Keeping up with the team’s incomings and outgoings is as hard as tracking the movement of rubble on site: the arrival of Alanna Kennedy and Katie Zelem from Angel City on Wednesday added to the other 12 new players who have already filed through the doors this summer. London City mean business on their arrival in the Women’s Super League.
Saki Kumagai, the five-times Champions League winner, is one of the few to remain, having been a critical part of phase one of the project, which was to win the WSL2 and promotion. The 34-year-old joined London City from Roma in January and, despite having played in Italy, Germany and France across her 14-years in Europe, the Japan international says winning the WSL2 was perhaps the hardest title to win.
“Yes it was the Championship, the second tier, but it’s actually the league I’ve felt has been the most difficult to win,” she says. “Only one team can be promoted and the nature of the league and the teams in it means you’re not going to necessarily dominate every game. It’s quite transitional football and there are lots of incidents in the games, it’s very stop-start, so it’s not easy to control games.
“At that level you just need to win, it doesn’t have to be the perfect game or most beautiful. The key for us was winning the Championship and winning promotion to the WSL. That was our objective. So we worked game by game and point by point.”

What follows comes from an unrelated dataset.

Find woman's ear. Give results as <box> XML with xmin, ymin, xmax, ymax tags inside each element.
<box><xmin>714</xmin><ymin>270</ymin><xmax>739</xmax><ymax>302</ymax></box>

It went down to the wire in May, with London City surviving a late rally against Birmingham, a point enough in a 2-2 draw to earn promotion ahead of their opponents. “The last game of the season was huge, for both us and Birmingham and it was an amazing atmosphere, but we just focused on the game and the job we needed to do,” says Kumagai. “I told my teammates before the game: ‘Whatever happens happens, we just have to do our jobs and then we’ll see where we are afterwards.’ You need a strong mentality to compete in the Championship.”
Kumagai, who won league titles with Lyon, Bayern Munich and Roma, had initially resisted joining the Kang empire. “The club approached me last year but I didn’t think about it, or the possibility of moving during the winter break,” she says.
“I was at Roma and so I initially said no, but then they approached me again and I had six months left on my contract and it was a new challenge, a big challenge. I’d not played in England, or the Championship, and I already knew the Italian league by that point. I liked the club’s ambitions, it was interesting, so I decided to come. The last six months were not easy, but fortunately we could win the Championship and promotion to the WSL, so maybe my decision was correct.”
Comparing the leagues is difficult for the Sapporo-born player. “Each country, of course, is different. I have played in Europe for 14 years and every country has grown in that time, in terms of women’s football,” she says. “Obviously in England it’s changed a lot too, helped by them winning the Euros twice. So, it’s hard for me to compare when they are all changing all the time. The gap from when I first came to Europe to now is very big.”
There are a growing number of Japanese players in the WSL. “It means they get to play with and against non-Japanese players, that helps prepare us for facing players we will meet with the national team,” says Kumagai. “Of course everything is different in England and English football and Japanese football are different. When we come to play in England or Europe we have to work out how to play, how to manage ourselves, how to be on the ball and improve as individuals. In the beginning that isn’t easy.”
As the most-decorated Japanese player to have played in Europe, Kumagai is a trailblazer. Of the legacy she wants to leave, though, she is unsure. “I don’t know,” she says. “A lot of Japanese players and Japanese girls want to play in Europe or in England, and if I’m able to show them that that is possible at the top level and they want to be like me, then that makes me so happy.”
Now London City have reached the WSL, what’s the next goal? “When I came here, I knew the first six months would be all about winning promotion to the WSL, so I would also think beyond that about next season and what it takes to play in the WSL,” she says.
“The objective changes now, of course, but for us it’s not about staying in the WSL, though of course we want to, but it’s about pushing towards that top three or four so the following season we can start pushing for Champions League qualification. We have potential to do that, we have to keep improving but we have the quality.”